Coming to Grips with Risk
Your tolerance for risk is an important factor in how you allocate your investment portfolio among different investments. While investments are subject to many different types of risk, risk tolerance typically refers to your ability to hold an investment when the return is either less than you expect or it declines in value. You should only assume a level of risk you are comfortable with, so you aren’t tempted to sell an investment when it is at a low point.
There are at least two factors affecting your risk tolerance. One is the level of investment risk appropriate for you based on your personal situation. Key factors to consider include:
- Family situation – If you are married and in good health, you can probably assume more risk than someone going through a divorce or who has health problems.
- Age – Typically, you are less willing to assume risk as you age.
- Employment – Individuals with stable employment or whose spouse also earns an income will typically be able to assume more risk.
- Debt and liquidity – If you have sufficient liquid assets to weather temporary financial problems, you'll typically feel more able to take on risk.
- Insurance – If you have insurance to cover the major risks in life, including life, health, disability, and property insurance, you will probably feel more willing to assume more risk with your investments.
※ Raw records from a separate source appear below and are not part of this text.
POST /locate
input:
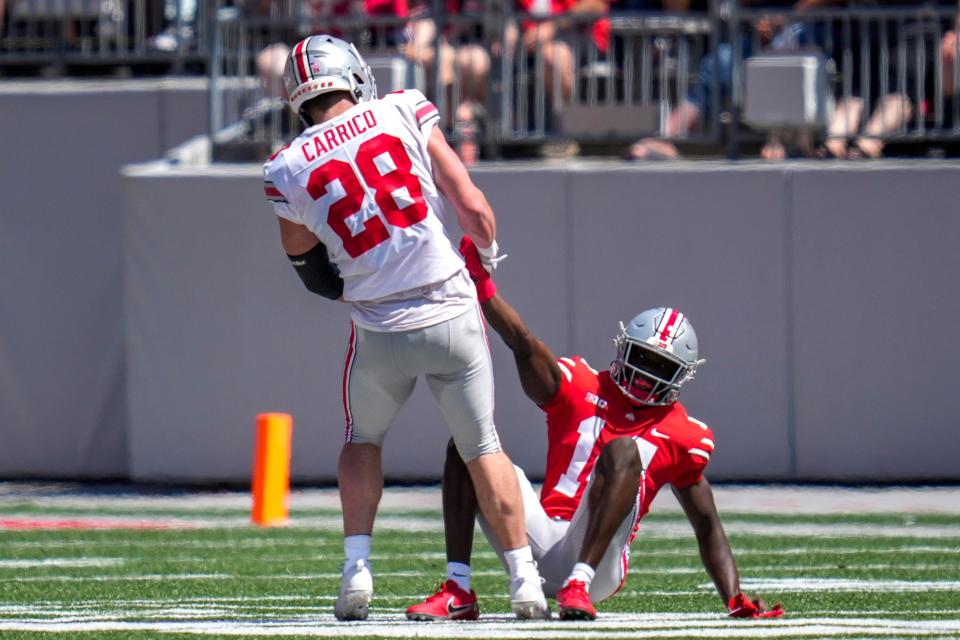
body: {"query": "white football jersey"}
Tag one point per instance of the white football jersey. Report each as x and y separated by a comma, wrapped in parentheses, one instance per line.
(363, 183)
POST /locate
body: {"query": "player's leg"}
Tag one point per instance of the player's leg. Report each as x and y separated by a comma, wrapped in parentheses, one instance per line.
(596, 545)
(374, 390)
(461, 379)
(454, 600)
(543, 532)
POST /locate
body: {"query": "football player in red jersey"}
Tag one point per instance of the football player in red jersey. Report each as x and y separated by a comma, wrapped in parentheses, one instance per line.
(614, 438)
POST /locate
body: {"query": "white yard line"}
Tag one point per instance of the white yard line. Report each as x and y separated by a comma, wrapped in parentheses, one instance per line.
(607, 626)
(773, 499)
(652, 530)
(60, 562)
(843, 584)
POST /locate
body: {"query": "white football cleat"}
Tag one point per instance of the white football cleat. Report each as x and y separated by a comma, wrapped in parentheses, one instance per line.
(356, 591)
(527, 599)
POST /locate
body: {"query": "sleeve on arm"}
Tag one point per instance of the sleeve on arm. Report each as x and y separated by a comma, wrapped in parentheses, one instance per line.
(424, 112)
(566, 366)
(275, 190)
(695, 453)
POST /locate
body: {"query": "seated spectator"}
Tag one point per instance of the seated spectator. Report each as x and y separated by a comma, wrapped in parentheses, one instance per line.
(893, 111)
(180, 17)
(462, 64)
(716, 73)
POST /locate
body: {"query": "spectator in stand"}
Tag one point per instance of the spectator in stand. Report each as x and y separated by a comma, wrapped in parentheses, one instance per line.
(547, 36)
(462, 64)
(716, 74)
(895, 110)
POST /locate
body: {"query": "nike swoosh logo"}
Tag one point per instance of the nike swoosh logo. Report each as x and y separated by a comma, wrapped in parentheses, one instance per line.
(454, 610)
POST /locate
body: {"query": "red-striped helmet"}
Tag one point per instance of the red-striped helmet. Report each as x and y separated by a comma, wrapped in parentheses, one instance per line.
(321, 64)
(656, 354)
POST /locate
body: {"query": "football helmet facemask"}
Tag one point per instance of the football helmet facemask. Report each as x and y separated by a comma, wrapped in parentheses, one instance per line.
(321, 64)
(656, 354)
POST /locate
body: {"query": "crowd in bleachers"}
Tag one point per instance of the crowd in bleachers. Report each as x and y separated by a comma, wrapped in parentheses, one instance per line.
(516, 65)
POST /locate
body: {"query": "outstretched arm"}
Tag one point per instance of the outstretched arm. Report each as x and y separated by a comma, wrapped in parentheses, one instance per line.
(473, 211)
(536, 364)
(697, 502)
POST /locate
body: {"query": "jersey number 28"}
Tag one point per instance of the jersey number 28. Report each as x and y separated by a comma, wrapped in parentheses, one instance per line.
(383, 184)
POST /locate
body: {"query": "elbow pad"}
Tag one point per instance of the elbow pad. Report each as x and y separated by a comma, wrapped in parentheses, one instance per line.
(319, 275)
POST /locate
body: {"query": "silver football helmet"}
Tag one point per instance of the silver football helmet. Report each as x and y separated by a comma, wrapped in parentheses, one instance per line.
(656, 354)
(321, 64)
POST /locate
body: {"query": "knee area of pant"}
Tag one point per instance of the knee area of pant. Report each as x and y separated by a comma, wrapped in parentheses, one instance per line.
(470, 451)
(358, 437)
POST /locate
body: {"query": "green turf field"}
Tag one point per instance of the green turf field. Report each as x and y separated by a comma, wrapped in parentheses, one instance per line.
(209, 573)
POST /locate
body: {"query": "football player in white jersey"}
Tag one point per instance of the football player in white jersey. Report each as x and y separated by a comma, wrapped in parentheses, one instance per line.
(357, 196)
(614, 439)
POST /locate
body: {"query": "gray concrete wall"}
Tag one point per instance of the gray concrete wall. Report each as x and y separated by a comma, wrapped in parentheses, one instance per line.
(145, 321)
(62, 360)
(821, 295)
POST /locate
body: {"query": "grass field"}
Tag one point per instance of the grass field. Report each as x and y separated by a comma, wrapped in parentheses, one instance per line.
(92, 566)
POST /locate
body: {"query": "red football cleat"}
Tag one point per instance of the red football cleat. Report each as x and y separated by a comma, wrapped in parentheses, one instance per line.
(450, 602)
(574, 602)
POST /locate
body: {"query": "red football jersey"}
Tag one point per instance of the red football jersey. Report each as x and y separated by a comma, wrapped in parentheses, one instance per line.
(588, 412)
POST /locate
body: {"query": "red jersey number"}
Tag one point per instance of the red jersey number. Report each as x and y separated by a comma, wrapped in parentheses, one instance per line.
(383, 184)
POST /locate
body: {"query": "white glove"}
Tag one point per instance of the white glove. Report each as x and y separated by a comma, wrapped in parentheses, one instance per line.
(490, 257)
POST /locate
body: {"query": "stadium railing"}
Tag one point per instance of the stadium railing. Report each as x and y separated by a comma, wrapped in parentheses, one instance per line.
(103, 37)
(887, 61)
(623, 82)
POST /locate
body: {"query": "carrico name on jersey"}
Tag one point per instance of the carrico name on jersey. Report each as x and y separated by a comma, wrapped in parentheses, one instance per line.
(363, 183)
(588, 412)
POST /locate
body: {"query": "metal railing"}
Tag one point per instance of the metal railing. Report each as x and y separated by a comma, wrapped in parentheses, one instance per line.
(503, 78)
(100, 34)
(893, 78)
(492, 76)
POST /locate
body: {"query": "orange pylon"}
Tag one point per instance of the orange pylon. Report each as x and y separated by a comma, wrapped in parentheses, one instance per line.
(271, 469)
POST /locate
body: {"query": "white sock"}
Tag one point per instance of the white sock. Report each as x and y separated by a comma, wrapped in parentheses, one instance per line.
(356, 548)
(520, 563)
(582, 572)
(459, 573)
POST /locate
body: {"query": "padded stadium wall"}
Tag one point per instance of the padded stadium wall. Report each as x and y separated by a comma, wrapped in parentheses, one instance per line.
(146, 318)
(823, 296)
(62, 356)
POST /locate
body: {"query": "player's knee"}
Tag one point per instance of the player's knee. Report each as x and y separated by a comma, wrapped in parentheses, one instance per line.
(620, 458)
(471, 449)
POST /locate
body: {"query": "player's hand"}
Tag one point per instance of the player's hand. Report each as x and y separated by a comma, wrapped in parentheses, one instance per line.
(490, 257)
(486, 288)
(742, 606)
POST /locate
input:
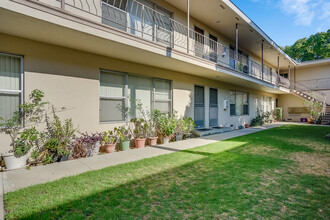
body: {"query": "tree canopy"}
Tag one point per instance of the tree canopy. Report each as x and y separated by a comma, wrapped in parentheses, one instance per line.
(315, 47)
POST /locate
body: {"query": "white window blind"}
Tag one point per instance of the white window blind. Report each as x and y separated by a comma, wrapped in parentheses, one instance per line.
(163, 96)
(11, 89)
(120, 91)
(112, 96)
(239, 103)
(139, 91)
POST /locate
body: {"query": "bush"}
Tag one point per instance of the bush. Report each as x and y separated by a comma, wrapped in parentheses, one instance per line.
(258, 120)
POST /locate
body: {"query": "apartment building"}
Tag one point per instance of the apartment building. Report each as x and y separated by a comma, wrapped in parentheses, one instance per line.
(311, 78)
(204, 59)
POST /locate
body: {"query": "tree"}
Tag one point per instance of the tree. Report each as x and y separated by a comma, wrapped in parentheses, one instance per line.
(315, 47)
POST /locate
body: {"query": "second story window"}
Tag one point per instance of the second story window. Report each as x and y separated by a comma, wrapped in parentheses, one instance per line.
(145, 19)
(239, 62)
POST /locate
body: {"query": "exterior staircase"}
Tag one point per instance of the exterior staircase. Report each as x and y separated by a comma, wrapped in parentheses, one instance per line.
(307, 93)
(326, 116)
- Other investments – The current composition of your portfolio will affect how much additional risk you want to assume. If your portfolio already contains investments with significant risk, you might want to invest in more conservative investments. On the other hand, if your portfolio is primarily composed of conservative investments, you may want to take on more risk.
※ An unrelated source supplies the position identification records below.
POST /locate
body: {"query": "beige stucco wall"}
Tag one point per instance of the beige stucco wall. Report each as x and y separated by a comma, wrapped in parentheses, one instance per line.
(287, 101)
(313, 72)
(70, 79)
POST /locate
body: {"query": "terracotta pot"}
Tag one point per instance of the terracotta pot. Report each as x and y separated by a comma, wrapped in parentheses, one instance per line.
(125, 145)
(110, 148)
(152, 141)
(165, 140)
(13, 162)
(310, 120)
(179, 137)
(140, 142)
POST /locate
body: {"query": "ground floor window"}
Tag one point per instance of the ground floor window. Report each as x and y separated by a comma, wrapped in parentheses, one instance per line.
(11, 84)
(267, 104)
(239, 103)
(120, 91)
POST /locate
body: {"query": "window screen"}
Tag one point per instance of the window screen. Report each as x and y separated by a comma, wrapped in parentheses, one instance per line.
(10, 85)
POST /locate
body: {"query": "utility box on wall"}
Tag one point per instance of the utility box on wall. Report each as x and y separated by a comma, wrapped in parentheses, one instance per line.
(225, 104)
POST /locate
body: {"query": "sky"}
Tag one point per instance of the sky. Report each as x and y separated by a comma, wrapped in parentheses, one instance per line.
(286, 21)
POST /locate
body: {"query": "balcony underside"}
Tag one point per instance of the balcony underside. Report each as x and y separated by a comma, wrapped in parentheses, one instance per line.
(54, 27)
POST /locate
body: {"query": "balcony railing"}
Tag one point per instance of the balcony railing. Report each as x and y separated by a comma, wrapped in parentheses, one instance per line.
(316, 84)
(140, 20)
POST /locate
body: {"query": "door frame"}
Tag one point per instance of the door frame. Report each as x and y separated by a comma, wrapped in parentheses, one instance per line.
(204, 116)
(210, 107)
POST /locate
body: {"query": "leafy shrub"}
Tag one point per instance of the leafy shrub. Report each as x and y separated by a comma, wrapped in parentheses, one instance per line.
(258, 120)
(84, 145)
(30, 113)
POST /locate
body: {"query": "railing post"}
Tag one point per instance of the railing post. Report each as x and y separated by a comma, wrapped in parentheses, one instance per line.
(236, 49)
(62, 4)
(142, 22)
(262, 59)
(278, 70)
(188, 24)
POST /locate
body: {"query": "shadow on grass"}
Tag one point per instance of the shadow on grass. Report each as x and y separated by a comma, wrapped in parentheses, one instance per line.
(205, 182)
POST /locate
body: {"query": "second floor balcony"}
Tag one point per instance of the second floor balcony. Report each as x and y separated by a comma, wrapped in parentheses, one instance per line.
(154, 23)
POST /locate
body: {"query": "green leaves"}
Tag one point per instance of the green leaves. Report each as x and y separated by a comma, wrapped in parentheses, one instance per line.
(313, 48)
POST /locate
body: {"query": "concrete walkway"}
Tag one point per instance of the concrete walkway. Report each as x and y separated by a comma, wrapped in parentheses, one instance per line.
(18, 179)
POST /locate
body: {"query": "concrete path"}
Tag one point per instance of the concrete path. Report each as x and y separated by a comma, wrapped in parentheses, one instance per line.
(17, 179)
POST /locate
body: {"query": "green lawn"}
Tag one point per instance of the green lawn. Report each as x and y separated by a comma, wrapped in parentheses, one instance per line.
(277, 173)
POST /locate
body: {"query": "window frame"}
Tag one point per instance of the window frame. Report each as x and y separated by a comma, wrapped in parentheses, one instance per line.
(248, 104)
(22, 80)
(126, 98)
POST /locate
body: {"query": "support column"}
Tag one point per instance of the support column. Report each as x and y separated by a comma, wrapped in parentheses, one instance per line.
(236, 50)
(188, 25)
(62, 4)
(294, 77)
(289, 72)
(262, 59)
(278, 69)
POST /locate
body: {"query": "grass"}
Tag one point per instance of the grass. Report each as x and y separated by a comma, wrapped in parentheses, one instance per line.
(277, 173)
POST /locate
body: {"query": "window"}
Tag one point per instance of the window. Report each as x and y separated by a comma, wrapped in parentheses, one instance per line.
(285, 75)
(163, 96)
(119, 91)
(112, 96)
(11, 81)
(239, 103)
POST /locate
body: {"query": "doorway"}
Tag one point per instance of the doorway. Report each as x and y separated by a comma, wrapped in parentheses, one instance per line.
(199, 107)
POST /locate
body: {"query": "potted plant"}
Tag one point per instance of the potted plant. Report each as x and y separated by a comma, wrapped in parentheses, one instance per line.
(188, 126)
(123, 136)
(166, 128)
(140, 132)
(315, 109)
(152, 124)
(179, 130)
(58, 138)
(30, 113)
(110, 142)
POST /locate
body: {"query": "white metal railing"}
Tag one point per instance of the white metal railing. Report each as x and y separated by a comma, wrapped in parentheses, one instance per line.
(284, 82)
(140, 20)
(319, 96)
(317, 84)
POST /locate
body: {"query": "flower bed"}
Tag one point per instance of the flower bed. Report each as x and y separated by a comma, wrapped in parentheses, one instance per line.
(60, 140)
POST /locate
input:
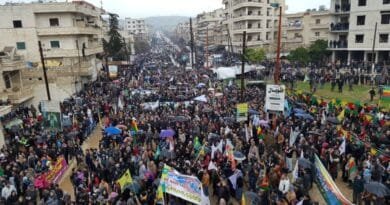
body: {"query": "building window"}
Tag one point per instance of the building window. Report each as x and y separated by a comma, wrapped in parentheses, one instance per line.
(7, 81)
(54, 22)
(18, 24)
(54, 44)
(359, 38)
(20, 45)
(362, 3)
(385, 18)
(383, 38)
(361, 20)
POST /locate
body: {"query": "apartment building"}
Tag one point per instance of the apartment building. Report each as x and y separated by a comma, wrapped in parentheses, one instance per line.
(208, 30)
(259, 18)
(303, 28)
(352, 31)
(70, 34)
(137, 28)
(182, 30)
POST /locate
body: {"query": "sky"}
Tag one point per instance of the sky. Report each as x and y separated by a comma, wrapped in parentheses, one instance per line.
(145, 8)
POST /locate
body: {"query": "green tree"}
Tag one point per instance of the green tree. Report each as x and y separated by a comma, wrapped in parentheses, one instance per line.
(319, 52)
(255, 55)
(299, 55)
(115, 47)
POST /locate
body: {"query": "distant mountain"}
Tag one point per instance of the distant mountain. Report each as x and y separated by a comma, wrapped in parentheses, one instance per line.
(165, 23)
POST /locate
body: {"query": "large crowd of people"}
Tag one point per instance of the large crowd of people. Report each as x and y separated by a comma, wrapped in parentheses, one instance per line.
(200, 112)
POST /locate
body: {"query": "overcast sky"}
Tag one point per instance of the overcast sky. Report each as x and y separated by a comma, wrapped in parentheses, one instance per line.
(145, 8)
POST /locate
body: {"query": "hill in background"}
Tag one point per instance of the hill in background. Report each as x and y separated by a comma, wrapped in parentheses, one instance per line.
(165, 23)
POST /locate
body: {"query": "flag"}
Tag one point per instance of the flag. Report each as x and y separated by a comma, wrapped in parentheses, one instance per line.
(323, 118)
(160, 193)
(157, 153)
(352, 168)
(260, 133)
(293, 136)
(134, 125)
(342, 147)
(212, 166)
(216, 148)
(125, 179)
(247, 136)
(120, 104)
(373, 151)
(341, 116)
(295, 172)
(243, 200)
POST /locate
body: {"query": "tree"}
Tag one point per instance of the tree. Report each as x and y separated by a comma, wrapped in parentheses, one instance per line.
(299, 55)
(319, 52)
(115, 47)
(255, 55)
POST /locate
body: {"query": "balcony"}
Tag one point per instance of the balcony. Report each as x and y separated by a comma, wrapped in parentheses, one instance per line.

The other element is your emotional tolerance for risk. Even if your personal situation indicates you could assume a high level of risk that may not be prudent if you don’t feel comfortable with that risk. How you’ve reacted to the stock market fluctuations over the past few years should provide an indication of your emotional comfort with risk. Have you taken the fluctuations in stride or were you anxious about your portfolio’s value? Did you frequently check your portfolio’s value or did you only check occasionally? Were you tempted to sell all your stock investments or did you realize that downturns are just a normal part of the investing process? What would you do if the stock market started to decline substantially again? How long could you withstand a declining market before feeling compelled to see? After answering these questions, you should have a better feel for your emotional tolerance for risk.